Besides watching our grassy tumblings, there were other distractions for Nelson. Under the canopy of the trees, the ground was carpeted in bluebells, which, when we first discovered the wood in August, consisted of spent flower stalks and yellowing spikes of leaves, semi-collapsed from the drought, but through which it was easy to pick out many narrow paths worn down to the bare earth. Nelson would speed down these tracks, his rudder tail swishing from side to side as he picked up the scent of whatever animal had passed along them. Apart from roe deer and badgers, I suspected rabbits were the number-one users. They could often be seen out during the day, grazing at the edges of the meadow, only to retreat rapidly into the wood, their scuts up in alarm, exposing their white under-fur as Nelson set off in hot pursuit of them. His excited squeals would erupt from the brambles, accompanied by much crashing around in the undergrowth.

Only once did he ever succeed in catching one, and, on that occasion, he emerged with it triumphantly clamped in his jaws, the rabbit half dead, its limbs twitching. Lucy pinned him down while I attempted to prise his mouth open. He was a stubborn little dog with powerful jaws, so it was a real struggle to get him to let go; but, eventually, with many entreaties of ‘Give it here …’ he did release his grip and I was left holding his trophy – no Peter Rabbit lookalike but a mangy specimen with bulging, pus-covered eyes, suffering from myxomatosis. I quickly put it out of its misery.

During those outings, I imagined how the wood would look come the following spring with its carpet of blue, and relished the thought of being able to walk through it, hand in hand with Lucy, Nelson trotting at our side.

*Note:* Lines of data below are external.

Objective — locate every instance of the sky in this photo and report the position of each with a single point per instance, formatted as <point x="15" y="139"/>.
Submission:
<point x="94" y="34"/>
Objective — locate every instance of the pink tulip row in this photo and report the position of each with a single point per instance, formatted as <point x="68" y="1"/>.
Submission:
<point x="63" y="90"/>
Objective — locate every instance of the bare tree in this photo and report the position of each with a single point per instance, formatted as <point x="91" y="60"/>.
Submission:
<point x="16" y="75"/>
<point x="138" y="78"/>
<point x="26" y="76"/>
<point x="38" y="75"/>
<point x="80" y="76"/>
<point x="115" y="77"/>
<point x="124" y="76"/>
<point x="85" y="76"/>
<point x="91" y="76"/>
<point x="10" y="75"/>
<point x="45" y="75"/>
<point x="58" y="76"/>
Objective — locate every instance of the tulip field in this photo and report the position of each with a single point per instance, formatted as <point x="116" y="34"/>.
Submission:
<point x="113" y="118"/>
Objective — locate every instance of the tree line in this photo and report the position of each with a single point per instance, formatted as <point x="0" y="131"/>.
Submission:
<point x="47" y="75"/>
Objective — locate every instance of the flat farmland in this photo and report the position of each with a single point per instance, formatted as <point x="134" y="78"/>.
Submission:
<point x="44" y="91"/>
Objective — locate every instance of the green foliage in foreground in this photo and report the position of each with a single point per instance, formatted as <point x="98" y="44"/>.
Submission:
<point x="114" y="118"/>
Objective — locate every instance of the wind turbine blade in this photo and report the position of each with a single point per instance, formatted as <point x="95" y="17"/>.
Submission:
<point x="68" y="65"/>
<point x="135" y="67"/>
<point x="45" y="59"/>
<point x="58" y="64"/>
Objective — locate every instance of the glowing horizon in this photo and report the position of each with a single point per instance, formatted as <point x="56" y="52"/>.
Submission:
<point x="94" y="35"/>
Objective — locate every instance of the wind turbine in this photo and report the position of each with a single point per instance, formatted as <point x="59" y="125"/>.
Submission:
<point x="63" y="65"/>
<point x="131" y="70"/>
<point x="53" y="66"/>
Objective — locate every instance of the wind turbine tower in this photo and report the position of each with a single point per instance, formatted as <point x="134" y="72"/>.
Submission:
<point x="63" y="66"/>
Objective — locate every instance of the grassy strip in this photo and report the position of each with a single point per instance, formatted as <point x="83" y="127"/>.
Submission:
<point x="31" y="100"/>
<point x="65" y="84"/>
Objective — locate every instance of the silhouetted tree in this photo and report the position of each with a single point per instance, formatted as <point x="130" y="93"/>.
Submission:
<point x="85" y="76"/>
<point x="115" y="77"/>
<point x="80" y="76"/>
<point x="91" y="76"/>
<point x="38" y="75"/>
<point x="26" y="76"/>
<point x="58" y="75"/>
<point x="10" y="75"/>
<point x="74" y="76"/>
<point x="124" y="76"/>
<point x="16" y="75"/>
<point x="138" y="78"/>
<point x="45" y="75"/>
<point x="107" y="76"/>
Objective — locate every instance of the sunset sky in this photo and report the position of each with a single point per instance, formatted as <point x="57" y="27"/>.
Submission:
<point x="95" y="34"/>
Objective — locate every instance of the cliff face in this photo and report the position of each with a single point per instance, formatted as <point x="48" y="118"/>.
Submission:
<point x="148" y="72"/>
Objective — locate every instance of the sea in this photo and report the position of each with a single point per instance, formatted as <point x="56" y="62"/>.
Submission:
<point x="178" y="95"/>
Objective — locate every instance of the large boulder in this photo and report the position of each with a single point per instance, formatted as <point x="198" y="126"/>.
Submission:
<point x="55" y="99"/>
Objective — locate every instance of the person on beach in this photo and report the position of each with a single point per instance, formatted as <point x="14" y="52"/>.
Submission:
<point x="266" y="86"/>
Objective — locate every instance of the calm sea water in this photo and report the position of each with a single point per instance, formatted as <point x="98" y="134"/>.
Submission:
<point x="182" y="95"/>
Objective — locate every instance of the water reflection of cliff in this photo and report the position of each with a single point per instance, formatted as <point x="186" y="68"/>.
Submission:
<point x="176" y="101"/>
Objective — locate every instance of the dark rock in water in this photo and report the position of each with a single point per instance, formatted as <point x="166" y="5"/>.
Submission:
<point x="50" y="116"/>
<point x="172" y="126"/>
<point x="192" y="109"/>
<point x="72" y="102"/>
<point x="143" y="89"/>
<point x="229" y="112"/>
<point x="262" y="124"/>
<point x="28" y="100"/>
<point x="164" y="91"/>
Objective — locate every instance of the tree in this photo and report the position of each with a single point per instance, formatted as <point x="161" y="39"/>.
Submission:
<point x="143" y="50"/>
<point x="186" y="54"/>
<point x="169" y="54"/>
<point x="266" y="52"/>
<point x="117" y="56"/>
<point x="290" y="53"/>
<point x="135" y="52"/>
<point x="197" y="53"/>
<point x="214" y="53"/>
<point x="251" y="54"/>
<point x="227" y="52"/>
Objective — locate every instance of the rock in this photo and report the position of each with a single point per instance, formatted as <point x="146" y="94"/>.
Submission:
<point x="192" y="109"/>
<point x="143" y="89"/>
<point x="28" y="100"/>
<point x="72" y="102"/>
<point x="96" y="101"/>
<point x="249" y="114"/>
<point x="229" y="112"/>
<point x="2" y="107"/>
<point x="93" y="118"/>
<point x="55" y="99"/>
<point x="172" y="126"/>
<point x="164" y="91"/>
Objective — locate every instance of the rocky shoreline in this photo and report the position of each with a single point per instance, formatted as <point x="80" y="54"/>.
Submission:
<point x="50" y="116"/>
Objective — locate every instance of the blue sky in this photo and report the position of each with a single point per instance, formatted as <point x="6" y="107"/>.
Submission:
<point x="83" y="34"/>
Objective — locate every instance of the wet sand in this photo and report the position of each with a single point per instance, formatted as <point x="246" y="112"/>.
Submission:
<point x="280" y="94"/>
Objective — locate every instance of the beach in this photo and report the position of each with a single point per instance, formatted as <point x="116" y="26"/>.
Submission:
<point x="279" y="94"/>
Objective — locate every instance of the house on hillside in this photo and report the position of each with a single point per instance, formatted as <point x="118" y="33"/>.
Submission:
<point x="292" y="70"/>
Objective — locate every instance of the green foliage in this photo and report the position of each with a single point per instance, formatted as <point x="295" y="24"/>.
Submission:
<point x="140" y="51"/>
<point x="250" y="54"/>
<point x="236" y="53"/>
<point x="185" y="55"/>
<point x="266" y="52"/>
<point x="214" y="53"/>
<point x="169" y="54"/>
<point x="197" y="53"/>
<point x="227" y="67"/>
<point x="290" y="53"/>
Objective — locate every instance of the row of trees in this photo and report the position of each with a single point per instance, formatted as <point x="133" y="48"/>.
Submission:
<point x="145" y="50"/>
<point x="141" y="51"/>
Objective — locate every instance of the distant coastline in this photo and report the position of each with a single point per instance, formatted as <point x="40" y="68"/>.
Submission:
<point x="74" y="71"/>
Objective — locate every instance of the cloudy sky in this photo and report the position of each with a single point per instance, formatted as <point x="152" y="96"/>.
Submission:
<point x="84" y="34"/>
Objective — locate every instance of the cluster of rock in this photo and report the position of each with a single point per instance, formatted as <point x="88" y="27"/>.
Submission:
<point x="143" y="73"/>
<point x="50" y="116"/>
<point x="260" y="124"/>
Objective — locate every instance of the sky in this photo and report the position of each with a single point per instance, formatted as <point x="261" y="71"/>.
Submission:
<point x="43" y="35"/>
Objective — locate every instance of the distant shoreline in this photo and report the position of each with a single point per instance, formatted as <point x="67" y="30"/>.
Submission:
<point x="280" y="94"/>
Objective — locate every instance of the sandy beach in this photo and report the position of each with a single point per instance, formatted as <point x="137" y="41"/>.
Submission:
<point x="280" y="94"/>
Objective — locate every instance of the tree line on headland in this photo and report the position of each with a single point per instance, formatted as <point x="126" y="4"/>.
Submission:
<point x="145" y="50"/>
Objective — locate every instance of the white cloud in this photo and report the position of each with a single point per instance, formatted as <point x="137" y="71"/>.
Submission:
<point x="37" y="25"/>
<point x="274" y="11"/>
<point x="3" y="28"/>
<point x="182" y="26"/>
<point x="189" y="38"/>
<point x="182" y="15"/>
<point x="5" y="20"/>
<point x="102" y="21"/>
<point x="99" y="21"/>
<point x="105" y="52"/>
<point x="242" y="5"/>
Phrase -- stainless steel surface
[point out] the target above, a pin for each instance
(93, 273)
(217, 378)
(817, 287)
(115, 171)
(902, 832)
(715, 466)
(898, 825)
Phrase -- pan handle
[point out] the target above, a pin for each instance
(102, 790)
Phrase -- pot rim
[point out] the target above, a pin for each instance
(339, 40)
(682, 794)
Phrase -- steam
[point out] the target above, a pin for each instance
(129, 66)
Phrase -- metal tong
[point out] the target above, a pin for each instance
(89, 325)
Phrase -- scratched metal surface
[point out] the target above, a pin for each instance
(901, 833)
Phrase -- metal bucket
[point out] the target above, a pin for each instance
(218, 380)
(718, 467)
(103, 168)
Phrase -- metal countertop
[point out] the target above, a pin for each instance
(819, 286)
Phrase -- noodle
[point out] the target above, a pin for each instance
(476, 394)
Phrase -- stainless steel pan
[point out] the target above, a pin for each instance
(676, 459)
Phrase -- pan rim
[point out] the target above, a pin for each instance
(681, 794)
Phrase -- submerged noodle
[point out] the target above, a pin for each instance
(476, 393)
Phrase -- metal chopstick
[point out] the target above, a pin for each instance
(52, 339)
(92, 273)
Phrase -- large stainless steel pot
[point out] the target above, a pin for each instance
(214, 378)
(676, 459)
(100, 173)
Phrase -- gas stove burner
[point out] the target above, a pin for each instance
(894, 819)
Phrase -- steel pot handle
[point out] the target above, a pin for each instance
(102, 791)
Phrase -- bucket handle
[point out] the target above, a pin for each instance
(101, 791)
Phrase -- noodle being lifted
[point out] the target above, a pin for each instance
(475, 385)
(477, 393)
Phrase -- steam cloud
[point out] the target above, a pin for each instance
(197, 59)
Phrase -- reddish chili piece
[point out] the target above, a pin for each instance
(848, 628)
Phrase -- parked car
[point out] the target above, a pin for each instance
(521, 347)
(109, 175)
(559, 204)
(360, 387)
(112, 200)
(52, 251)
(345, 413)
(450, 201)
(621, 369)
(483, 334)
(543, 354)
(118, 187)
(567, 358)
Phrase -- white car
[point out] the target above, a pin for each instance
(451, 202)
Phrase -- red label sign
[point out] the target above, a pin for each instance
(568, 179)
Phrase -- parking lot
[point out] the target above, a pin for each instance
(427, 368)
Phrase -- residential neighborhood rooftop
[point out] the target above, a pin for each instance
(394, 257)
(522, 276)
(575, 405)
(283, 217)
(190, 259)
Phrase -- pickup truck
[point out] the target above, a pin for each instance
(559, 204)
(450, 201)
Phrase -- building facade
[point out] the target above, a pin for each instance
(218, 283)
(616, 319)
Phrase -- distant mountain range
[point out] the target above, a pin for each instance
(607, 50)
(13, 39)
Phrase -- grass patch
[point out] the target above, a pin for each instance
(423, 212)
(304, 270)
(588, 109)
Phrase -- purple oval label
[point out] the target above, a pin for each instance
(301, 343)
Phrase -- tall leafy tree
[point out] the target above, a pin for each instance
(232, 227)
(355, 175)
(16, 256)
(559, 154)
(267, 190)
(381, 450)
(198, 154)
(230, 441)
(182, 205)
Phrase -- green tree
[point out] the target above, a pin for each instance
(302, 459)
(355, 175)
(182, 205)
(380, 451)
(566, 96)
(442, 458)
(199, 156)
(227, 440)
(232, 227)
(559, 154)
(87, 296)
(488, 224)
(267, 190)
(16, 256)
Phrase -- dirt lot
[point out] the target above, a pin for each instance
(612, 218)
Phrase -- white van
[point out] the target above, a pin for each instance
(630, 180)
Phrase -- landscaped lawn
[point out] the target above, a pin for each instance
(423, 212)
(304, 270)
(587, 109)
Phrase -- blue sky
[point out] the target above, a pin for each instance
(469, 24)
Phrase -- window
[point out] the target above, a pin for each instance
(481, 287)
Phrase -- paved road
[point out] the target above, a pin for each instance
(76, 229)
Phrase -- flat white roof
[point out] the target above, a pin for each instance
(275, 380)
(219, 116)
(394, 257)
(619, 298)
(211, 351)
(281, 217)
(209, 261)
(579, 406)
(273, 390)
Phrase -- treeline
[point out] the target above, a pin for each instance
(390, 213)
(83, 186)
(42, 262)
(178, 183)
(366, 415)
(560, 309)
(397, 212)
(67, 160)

How wrong I was. Not that the wood failed to live up to my expectations that April – it did. My parents had a reproduction of a Vernon Coles painting in the hall of their bungalow down in Bournemouth. It had been on that wall for all the years I lived there before going to university – some seven of them. I felt I’d grown up with it. It was a classic woodland scene – a glade of beech trees, their buds having just unfurled into a mantle of soft greens; while beneath, the glade was a sea of bluebells with just the hint of a track to draw the eye in. It was a bog-standard painting, but skilfully executed to ensure it was easy on the eye.

The one jarring note was the unflattering frame in which it was mounted – a surround of white-painted wood. I could have held that frame up in the wood where Lucy, Nelson and I walked and the view through it would almost have been identical – the tracery of fresh green; the bluebells merging into a blur of blue; and the emptiness. The emptiness in my heart, that is, for I walked there these days accompanied only by Nelson; Lucy, although invited on several occasions, declined to come with me, excuses being offered or, more often, just a cursory ‘No thanks’, as if the notion of walking hand in hand with her partner through a magical, woodland glade was an abhorrence to her. So I started to venture out alone with Nelson. At least he appreciated my company, and I his.

They say having a pet helps to reduce stress; studies in which people have been monitored while they are stroking pets have shown that it helps to reduce blood pressure. That, of course, may rather depend on the sort of pet being stroked – somehow I don’t think stroking a spitting cat or attempting to tickle a snarling Doberman under the chin would be conducive to anything other than your heart rate going through the roof. And as for talking to your pet, well, that’s fine. Although discussing your prostate problems with a stick insect might be seen as taking things a bit too far, and you could run the risk of being dragged off to the funny farm.